传统的雪花算法由41位时间戳、10位机器码以及12位序列号组成的,第一位为保留的符号位。
在分布式集群中,通常使用雪花 ID 作为主键,但是这里就会出现一些问题:
- 若 A表 与 B表 需要分表且 A 与 B 之间有一定的关联,例如 B表 同时储存 bid 与 aid,并且根据 bid 分片。而此时有两个需求,第一是根据 aid 获取对应的 bid 所在的分表,第二是根据 bid 获取对应的 aid 所在的分表,如果 aid 与 bid 之间没有任何联系,则两种需求都需要查询所有 A 或 B 的分表才能确定。

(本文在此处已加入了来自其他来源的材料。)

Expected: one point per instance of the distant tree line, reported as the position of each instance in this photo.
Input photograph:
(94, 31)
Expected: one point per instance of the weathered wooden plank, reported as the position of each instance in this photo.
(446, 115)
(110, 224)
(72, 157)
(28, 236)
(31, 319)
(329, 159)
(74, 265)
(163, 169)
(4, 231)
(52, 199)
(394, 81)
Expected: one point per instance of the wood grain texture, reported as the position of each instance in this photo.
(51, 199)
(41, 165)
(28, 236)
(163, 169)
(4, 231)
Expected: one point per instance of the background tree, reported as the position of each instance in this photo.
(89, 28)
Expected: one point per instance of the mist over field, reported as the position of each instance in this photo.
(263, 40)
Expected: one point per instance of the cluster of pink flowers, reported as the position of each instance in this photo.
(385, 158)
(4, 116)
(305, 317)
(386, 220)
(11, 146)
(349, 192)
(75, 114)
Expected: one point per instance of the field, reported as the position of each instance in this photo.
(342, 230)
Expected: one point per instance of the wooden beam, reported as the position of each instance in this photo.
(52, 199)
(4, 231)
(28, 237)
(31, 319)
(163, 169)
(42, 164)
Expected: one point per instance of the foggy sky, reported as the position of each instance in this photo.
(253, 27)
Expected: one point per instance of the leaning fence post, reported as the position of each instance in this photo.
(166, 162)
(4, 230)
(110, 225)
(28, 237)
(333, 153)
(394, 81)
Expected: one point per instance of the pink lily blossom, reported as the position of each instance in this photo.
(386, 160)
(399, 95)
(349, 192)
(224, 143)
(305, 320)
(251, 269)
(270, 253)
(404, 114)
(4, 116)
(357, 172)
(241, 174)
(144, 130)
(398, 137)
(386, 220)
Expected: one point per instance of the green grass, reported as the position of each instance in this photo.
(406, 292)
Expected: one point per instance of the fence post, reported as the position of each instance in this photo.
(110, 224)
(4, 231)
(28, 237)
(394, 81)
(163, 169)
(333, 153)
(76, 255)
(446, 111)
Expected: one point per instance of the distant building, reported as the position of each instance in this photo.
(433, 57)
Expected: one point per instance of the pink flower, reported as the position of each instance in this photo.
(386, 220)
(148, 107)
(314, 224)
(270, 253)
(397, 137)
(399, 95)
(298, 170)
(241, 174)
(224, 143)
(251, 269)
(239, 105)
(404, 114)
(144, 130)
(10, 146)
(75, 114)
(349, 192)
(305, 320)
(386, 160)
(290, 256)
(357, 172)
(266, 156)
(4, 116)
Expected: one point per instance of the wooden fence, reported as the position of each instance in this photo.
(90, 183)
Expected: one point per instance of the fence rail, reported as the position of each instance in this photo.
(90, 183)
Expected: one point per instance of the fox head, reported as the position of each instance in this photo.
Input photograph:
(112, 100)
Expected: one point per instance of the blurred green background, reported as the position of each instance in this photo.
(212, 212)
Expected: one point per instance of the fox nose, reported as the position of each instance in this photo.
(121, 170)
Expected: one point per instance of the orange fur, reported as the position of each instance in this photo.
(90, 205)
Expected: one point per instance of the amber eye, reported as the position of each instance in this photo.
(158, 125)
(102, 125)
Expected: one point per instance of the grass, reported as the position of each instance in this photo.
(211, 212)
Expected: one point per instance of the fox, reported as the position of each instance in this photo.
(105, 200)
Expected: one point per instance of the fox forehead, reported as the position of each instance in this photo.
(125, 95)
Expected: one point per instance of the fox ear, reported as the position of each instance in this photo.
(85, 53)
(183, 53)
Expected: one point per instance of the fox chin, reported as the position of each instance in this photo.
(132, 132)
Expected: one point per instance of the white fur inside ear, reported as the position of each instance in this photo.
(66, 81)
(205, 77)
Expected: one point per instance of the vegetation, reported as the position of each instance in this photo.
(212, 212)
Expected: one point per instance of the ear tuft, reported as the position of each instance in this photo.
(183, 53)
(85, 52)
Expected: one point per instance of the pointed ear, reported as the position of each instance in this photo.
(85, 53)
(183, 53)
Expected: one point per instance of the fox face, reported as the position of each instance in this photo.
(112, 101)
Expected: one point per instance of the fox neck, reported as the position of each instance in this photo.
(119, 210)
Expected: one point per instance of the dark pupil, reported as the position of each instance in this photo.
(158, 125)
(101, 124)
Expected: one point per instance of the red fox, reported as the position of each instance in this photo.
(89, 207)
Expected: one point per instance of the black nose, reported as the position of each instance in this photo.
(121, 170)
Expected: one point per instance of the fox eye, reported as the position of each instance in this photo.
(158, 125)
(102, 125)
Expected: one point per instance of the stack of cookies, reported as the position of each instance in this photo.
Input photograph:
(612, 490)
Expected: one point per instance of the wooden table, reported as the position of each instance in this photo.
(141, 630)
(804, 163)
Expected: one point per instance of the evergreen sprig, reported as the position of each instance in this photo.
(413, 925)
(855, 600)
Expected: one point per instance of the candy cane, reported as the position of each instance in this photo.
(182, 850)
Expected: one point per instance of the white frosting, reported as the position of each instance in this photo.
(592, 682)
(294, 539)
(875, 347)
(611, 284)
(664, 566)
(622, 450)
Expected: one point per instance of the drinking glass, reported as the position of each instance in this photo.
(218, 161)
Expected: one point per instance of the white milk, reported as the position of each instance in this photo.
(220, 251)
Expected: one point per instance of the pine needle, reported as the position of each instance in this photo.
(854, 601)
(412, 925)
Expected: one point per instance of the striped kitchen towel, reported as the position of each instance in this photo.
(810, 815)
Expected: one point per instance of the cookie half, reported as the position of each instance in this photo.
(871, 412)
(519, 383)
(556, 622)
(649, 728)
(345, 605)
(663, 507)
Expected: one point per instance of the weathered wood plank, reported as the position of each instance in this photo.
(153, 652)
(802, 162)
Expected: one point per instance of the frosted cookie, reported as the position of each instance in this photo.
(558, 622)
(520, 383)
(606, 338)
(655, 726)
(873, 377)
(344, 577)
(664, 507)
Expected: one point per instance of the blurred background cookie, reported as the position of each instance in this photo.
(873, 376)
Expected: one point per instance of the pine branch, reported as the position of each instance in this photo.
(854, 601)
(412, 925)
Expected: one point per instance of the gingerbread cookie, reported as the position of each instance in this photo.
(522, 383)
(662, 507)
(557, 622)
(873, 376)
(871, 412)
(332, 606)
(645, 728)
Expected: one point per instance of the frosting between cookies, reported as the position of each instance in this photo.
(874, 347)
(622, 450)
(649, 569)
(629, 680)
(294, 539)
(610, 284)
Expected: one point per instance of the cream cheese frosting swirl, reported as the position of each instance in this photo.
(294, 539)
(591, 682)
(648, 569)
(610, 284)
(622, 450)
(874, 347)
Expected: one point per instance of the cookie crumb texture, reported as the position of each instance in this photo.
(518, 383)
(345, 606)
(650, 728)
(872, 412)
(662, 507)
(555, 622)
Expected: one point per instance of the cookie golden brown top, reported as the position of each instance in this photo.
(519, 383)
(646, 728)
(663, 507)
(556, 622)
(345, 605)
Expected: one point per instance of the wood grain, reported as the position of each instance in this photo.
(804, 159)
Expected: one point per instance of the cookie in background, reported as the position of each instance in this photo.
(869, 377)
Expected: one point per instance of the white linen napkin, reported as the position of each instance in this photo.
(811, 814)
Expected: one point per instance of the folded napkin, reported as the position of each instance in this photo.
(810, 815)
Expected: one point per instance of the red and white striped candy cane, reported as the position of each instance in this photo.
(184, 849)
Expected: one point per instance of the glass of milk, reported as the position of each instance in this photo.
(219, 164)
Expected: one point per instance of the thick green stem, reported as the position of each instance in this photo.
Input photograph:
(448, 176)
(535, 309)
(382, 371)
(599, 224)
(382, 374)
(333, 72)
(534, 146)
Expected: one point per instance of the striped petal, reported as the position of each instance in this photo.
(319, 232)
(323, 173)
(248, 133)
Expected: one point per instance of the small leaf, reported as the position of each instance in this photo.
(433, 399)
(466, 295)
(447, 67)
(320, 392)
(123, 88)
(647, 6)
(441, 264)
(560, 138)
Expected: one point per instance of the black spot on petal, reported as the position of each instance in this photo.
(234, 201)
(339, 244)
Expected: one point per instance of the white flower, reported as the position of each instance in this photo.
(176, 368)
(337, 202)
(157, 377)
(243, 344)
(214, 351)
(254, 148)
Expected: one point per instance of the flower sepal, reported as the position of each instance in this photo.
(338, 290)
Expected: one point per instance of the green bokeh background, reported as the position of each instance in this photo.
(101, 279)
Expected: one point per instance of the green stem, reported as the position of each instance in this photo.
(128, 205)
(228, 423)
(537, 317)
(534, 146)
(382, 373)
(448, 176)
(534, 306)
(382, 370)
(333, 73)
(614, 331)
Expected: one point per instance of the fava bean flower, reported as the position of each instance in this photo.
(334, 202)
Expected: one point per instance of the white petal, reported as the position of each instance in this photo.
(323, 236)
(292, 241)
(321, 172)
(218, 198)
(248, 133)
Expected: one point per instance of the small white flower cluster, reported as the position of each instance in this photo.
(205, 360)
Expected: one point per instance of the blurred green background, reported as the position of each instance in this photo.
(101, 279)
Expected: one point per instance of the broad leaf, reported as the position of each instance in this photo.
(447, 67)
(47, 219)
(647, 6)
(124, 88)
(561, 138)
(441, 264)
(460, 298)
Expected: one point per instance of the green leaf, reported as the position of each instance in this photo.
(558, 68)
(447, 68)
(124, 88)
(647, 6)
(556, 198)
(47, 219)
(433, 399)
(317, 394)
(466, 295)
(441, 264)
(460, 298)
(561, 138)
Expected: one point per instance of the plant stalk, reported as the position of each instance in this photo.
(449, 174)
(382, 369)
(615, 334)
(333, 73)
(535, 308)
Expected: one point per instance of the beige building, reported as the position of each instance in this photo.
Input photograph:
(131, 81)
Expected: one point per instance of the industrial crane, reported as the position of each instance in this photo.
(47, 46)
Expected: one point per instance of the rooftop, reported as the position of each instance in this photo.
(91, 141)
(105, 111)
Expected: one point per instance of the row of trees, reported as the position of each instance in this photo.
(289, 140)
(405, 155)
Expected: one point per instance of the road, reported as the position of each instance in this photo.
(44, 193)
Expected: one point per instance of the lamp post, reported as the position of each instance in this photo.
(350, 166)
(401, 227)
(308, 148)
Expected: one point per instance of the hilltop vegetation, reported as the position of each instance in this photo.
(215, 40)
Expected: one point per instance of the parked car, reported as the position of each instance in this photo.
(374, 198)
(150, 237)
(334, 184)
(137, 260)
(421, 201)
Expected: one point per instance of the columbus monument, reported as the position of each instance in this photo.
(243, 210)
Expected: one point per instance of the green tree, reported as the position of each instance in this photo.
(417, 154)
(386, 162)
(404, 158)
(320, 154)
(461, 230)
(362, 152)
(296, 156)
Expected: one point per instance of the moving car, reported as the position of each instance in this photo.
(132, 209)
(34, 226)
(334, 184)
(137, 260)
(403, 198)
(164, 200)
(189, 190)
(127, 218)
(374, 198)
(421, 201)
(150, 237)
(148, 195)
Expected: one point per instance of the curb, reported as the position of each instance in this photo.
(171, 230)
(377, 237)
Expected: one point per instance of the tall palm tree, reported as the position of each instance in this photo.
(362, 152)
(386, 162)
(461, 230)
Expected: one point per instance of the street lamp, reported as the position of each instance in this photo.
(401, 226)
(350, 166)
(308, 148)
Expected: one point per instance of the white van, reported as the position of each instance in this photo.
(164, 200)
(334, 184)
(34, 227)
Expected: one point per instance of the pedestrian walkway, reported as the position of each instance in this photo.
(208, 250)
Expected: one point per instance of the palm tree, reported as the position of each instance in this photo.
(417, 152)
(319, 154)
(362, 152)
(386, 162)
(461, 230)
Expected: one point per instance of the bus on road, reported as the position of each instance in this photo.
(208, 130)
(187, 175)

- 若在同一毫秒时间内产生的雪花 ID 超过最大限制,则需要向后借用一毫秒时间,以此类推,否则将抛出异常。
雪花算法实现
先来看看传统的雪花算法是如何实现的:
/**
* 常规雪花算法
* 01-42 位: 时间戳
* 43-47 位: 数据中心 ID
* 47-52 位: 工作 ID
* 52-64 位: 序列 ID
*/
public synchronized long nextId() {
long timestamp = timeGen();
if (timestamp < lastTimestamp) {
throw new RuntimeException(
String.format("Clock moved backwards. Refusing to generate id for %d milliseconds", lastTimestamp - timestamp));
}
if (lastTimestamp == timestamp) {
sequence = (sequence + 1) & sequenceMask;
if (sequence == 0) {
timestamp = tilNextMillis(lastTimestamp);
}
}
else {
sequence = 0L;
}
lastTimestamp = timestamp;
return ((timestamp - twepoch) << 22)
| (datacenterId << 17)
| (workerId << 12)
| sequence;
}
这里的时间戳左移22位是通过 (63 – 时间戳位数) 得到的,以此类推,在此基础上减去数据中心位数得到下一个左移量。
以下均使用 Kotlin 实现
现在有下面几个常量:
private val startPoint: Long
private val timestampLength: Int
private val dataCenterIdLength: Int
private val workerIdLength: Int
private val sequenceIdLength: Int
根据上面的常量可以计算出:
val shlBitsForTimestamp = 63 - timestampLength
val timestamp = (currentTimestamp - startPoint) shl shlBitsForTimestamp
val shlBitsForDataCenter = shlBitsForTimestamp - dataCenterIdLength
val datacenterId = dataCenterId shl shlBitsForDataCenter
val shlBitsForWorker = shlBitsForDataCenter - workerIdLength
val workerId = workerId shl shlBitsForWorker
然后得到最终的雪花 ID:
timestamp or datacenterId or workerId or sequence
引入基因片段
顾名思义,基因片段可以与另一个值联系,因为这个基因片段就来自于另一个值。
例如 191 % 16 = 15,如果 aid 为 191,那么对应的表应该是 a_15。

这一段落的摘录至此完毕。